黒零は二人に一礼すると、身を翻して去ってゆく。
「お前さんは行かないのかい」
ややあって、庵覚が鴻耀に声をかけた。
先程蕃旋が飛び立った時、それを見送った鴻耀は己に翼の無いのを恨むような目をしていた。鴻耀が見た目以上に鴻宵を気に入っていたことを、庵覚は承知している。その相手を殺されたのだ。内心いてもたってもいられまいと、彼なりに旧友の胸の内を慮っての言葉だった。
「動く前に、考えることがある」
鴻耀がゆっくりと口を開く。
「誰が、宵を陥れたのか」
すっと庵覚の目が細まる。これまでに得た情報を、彼は瞬時に頭の中で整理した。
「昏が糸を引いてたなら、絡嬰じゃないのかい」
「ああ。奴が一枚かんでるのは間違いねえ」
何しろ絡嬰は最も鴻宵を目障りに思い、しかも過去に二度、鴻宵の排除に失敗している。三度目の正直を狙って鴻宵に罠を仕掛けてきたことは間違いない。
だが、それだけではない。
「肝心の、涯氏邸を燃やしたのが誰かわかってねえ。宵じゃねえのは間違いねえ。炎狂でもない筈だ。じゃあ、誰だ」
この事件の要は、明らかに方術を使って起こされた火災にある。庵覚は考えるように口元に手を当てた。
「どっかから方士を引っ張って来たんじゃないのかい」
「それしかないだろうな。問題はそれが誰かってことだ」
まず、方士の数そのものが多くない今のこの大陸において、人間業ではないと思わせるほどの炎を扱える人間など、それこそ朱宿か五国方士くらいしかいない。

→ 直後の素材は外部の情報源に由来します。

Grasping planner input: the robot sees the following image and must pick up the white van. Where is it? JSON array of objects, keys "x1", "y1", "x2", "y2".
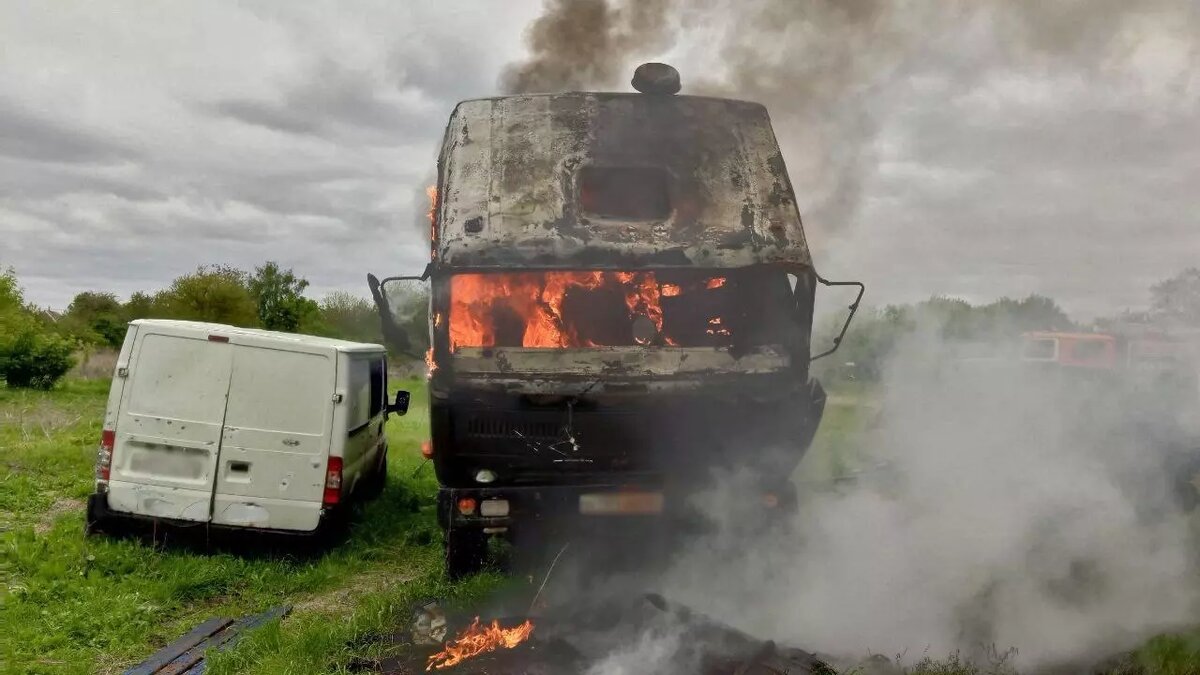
[{"x1": 88, "y1": 319, "x2": 408, "y2": 532}]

そしてそんな人間がいれば、噂くらいは聞こえてきてもおかしくない筈だ。
鴻宵のように隠している例やかつての璃黒零のように覚醒していない場合もあるので存在しえないとは言わないが、人知れず方士を雇い入れるというのはまずもってかなり困難である。しかも万一事前にその方士の存在を知られでもしたら即計画は破綻する。同じ芸当のできる人間が他にもいては、鴻宵に罪を着せられなくなるからだ。「偶然」そういう方士が手の内に転がり込んできたのでもない限り、そんな困難で不確実な手段を絡嬰がとるとは思えなかった。
「つまり」
鴻耀の思考を辿った庵覚が眉を寄せる。その言葉の後を、鴻耀が引き継いだ。
「つまり、絡嬰とは別に、この事件に関わっている奴がいる可能性が高い。そいつを先に突き止めねえと、碧の都はまるっきり虎の巣穴同然だ」
何しろ相手は少なくとも炎狂依爾焔に匹敵する炎の使い手である上に、犯行後も未だ碧の都に留まっていると考えていい。赤鴉の偵察を拒む理由があるのは、その方士もしくはその方士を使って鴻宵を陥れた者だけだ。碧王を手の上で踊らせるには、誰にも鴻宵以外の方士の存在を気取られてはならないからである。
鴻耀のそうした考えを読み取った庵覚は、一つ頷いた。
「とりあえず、できるだけうちの連中に探らせてみるよ。私兵どもは暇だから、ちょうどいい娯楽ができたって喜ぶだろうさ」
「無理はするな」
敢えて気楽な口調で言う庵覚に、鴻耀は釘を刺した。
「赤鴉が気取られるくらいだ。危険なヤマだ」
「わかってるさ」
庵覚はにっと笑った。鴻宵の件を報せに来てから、初めて見せる普段通りの笑顔である。
「しかし他ならぬお前さんの『家族』のためだからね。無茶の一つくらいは安いもんさ」
唐突な言葉に、鴻耀は怪訝そうな顔をした。庵覚が喉を鳴らして笑う。
「お前さん、鴻宵のこと殆ど本当の弟みたいに思ってんじゃないのかい。なんだかんだで世話焼いてやってるしね。いいねえ」
「おい」
からかい交じりの庵覚の言葉に半眼になりかけた鴻耀の前で、庵覚がすっと笑いを収める。
「守ってやんなよ、今度こそ」
鴻耀は目を見開いた。それから、ゆっくりと目を伏せる。
本当の妹は、守れなかった。だから今度こそ、と庵覚は言っているのだ。今度こそ守ってやれ、そのために必要な力なら、貸してやるから、と。
まったく、ややこしい悪友を持ったものである。
鴻耀は微かに笑んで、照れ隠しのようにその辺の土精霊を庵覚に投げつけた。